The apparatus of claim 17, wherein the processing circuitry is configured to respond to detection that a memory region corresponding to a target address of a non-GCS access type instruction is designated by the memory attribute data as GCS area, denying a write memory access triggered by the non-GCS access type command.

The device of any one of the preceding claims, wherein the command function selection information includes: a first operation indicator to indicate whether the first operation will be executed in response to the incompatible operation command; and a second operation An indicator indicating whether the second operation will be performed in response to the no-operation compatible instruction.

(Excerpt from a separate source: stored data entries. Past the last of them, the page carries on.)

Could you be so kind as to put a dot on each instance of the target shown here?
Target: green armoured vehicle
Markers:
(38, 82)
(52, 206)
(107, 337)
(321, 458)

As in any one of the preceding claims, the device, wherein the command function selection information further indicates whether the processing circuit system should perform a third operation in response to the incompatible command.

A method that contains: Decode instructions; and Perform data processing in response to the decoding of such instructions; where: In response to the decoding of a no-op compatible instruction, this method contains: When the command function selection information specified by at least one control register is in a first state, treating the no-op compatible command as a no-op command; When the command function selection information specified by the at least one control register is in a second state, perform both a first operation and a second operation; and When the command function selection information specified by the at least one control register is in a third state, the first operation is performed but the second operation is not performed.

A computer program containing instructions that, when executed by a host data processing device, controls the host data processing device to provide an instruction execution environment for executing object code, the computer program includes: Instruction decoding program logic to decode the instructions of the object code; and Register emulation program logic to maintain data in the storage circuitry of the host data processing device to emulate at least one control register for designated command function selection information; wherein: In response to a no-op compatibility command, the command decoder logic is configured to control the host data processing device to: When the instruction function selection information is in a first state, treating the no-operation compatible instruction as a no-operation instruction; When the command function selection information is in a second state, perform both a first operation and a second operation; and When the instruction function selection information is in a third state, the first operation is performed but the second operation is not performed.

A storage medium storing the computer program of claim 22.